Going green, turning pale, plant feeds hit trout colour and growth

by
Editorial Staff

Pale fish warning as plant feeds cut key pigment absorption in trout, Chilean study finds.

High plant protein inclusion significantly reduces astaxanthin concentrations in rainbow trout fillets and plasma, according to a new study by researchers at the Universidad de Chile and Universidad de las Américas.

The study, led by Dr. Alejandro Villasante and colleagues, found that fish fed diets with 80% replacement of fishmeal by plant protein showed lower dorsal and abdominal pigmentation scores, reduced lipid digestibility, and impaired absorption of astaxanthin — particularly in its diesterified form.

The mechanism centres on cholesterol and bile acid metabolism. Fish on high plant protein diets showed lower plasma concentrations of both, which directly impairs lipid emulsification and intestinal absorption of fat-soluble compounds like astaxanthin, the study states.

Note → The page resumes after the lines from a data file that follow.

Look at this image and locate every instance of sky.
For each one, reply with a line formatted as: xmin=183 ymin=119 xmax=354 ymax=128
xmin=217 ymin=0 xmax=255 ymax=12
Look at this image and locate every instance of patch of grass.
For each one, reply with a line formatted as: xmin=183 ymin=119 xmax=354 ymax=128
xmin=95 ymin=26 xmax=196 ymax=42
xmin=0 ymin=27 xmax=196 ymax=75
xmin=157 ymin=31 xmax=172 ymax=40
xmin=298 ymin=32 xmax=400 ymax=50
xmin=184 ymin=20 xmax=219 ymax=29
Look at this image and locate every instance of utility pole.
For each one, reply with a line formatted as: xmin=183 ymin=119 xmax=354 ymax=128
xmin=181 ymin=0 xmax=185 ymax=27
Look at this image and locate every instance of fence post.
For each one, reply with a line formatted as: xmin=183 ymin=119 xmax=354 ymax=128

Growth performance also declined. Fish on the high-inclusion diet recorded lower final weight, reduced weight gain, worse feed conversion, and changes in distal gut microbiota compared to the fishmeal control group. Moderate plant protein inclusion did not significantly compromise pigmentation.

The research team plans to run supplementation trials with cholesterol and bile salts to test whether reduced pigmentation can be reversed. They also intend to validate the FXR transporter and bile metabolism pathway mechanistically, characterise antinutritional factors in plant ingredients, and confirm findings across other salmonid species and production contexts.